Después de lo que se hizo a los ancianos durante la pandemia, uno debería tentarse la ropa antes de descalificar a alguien por su avanzada edad. Ellos fueron los grandes abandonados y, ahora, se cierne sobre su historia un muro de silencio. Las citas médicas pospuestas, los tratamientos retrasados, los diagnósticos tardíos, las derivaciones a hospitales que no se produjeron, los encierros y la soledad de padres y abuelos… Yo lo recuerdo bien. Después de que comenzasen a alzarse los confinamientos, fueron apareciendo los que habían fallecido solos en sus casas. Algunos no tenían familia. Por otros no preguntaron ni los vecinos.

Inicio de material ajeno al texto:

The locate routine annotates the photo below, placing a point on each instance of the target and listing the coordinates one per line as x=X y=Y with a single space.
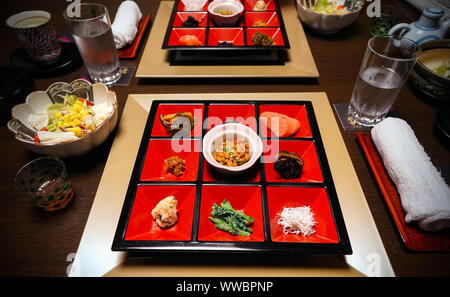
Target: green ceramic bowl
x=424 y=79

Quizás sea el trato a los mayores uno de los rasgos que más me alienan de la sociedad en que vivimos. Yo crecí en una España en que se dejaba el asiento a los mayores sin necesidad de que lo pidieran. Nadie se sentaba en el sitio reservado pensando que “si me lo dicen, ya me levanto”. No todos los hacían, naturalmente, pero estaba claro qué debía hacer alguien bien educado. Me temo que ahora esa claridad se ha perdido. Había mutilados de la guerra, gente que había conocido el miedo, el hambre y el exilio. Las canas, el bastón, las zapatillas de felpa eran, de algún modo, los símbolos de una vida vivida. La generación de Ramón Tamames hizo la Transición, que ahora algunos aborrecen. Eso sólo debiera bastar para que el candidato de la moción de censura gozase, al menos, de consideración y de respeto.